Mentions of state budgets recently talk about deficits in the billions of dollars. Heard the other day on the radio that California alone is looking at a $38 billion shortfall. Airlines are losing billions of dollars a quarter. The US national debt is nearing $7 trillion.
An article in the local paper mentions Bernie Ebbers’ $400 million loan from his former employer, Worldcom. Yes, that Worldcom. Is it no wonder that they’re in the toilet? They loan someone $400 million for stuff like a yacht building company and a 500,000 acre ranch (that’s five hundred thousand, folks) and no one notices?
Geez. I’d probably be turned down if I asked my boss for $10 for lunch and offered to pay him $15 tomorrow. How in the world can anyone think that loaning someone $400 million for this sort of thing is a good idea? I always thought that a secured loan meant you actually had stuff that could be sold to recoup the loan. Maybe that’s why I’m not a CEO yet.

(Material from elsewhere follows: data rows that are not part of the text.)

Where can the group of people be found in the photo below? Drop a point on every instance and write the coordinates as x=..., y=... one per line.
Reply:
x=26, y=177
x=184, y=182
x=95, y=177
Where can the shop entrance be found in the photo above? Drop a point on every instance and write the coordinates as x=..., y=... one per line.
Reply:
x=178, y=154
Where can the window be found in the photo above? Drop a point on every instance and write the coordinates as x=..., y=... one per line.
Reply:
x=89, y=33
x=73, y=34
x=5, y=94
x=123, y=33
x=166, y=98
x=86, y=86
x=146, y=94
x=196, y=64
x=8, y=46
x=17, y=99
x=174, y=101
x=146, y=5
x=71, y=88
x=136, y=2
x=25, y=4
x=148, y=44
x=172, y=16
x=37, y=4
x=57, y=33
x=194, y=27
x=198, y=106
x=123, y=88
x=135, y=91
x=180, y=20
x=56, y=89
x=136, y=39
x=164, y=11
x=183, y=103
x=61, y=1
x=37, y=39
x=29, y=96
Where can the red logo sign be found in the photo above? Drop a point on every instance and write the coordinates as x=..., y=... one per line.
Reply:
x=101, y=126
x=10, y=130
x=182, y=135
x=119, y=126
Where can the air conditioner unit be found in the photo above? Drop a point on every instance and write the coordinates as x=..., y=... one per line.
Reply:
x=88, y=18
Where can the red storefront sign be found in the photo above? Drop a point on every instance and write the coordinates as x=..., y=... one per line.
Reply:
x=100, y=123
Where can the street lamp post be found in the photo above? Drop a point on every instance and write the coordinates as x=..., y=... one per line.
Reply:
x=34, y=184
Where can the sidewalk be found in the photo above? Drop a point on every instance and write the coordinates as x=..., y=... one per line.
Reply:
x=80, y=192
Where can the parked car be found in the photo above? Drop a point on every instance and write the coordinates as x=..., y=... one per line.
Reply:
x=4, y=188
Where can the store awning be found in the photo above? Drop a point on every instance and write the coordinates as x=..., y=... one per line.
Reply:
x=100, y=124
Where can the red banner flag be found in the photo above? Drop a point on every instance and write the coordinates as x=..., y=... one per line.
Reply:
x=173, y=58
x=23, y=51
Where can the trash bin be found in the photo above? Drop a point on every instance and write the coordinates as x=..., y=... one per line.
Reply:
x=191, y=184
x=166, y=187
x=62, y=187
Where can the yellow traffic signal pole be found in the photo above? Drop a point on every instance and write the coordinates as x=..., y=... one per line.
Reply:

To be fair, it’s not just Worldcom. The British advertising company WPP Group recently decided that they needed to pay their head honcho nearly $160 million (including possible incentives) over the next three years. Who in the world needs $160 million to work for three years? Damn. Pay me that kind of money and I’ll work for you for at least five.
When did we start counting with such huge numbers?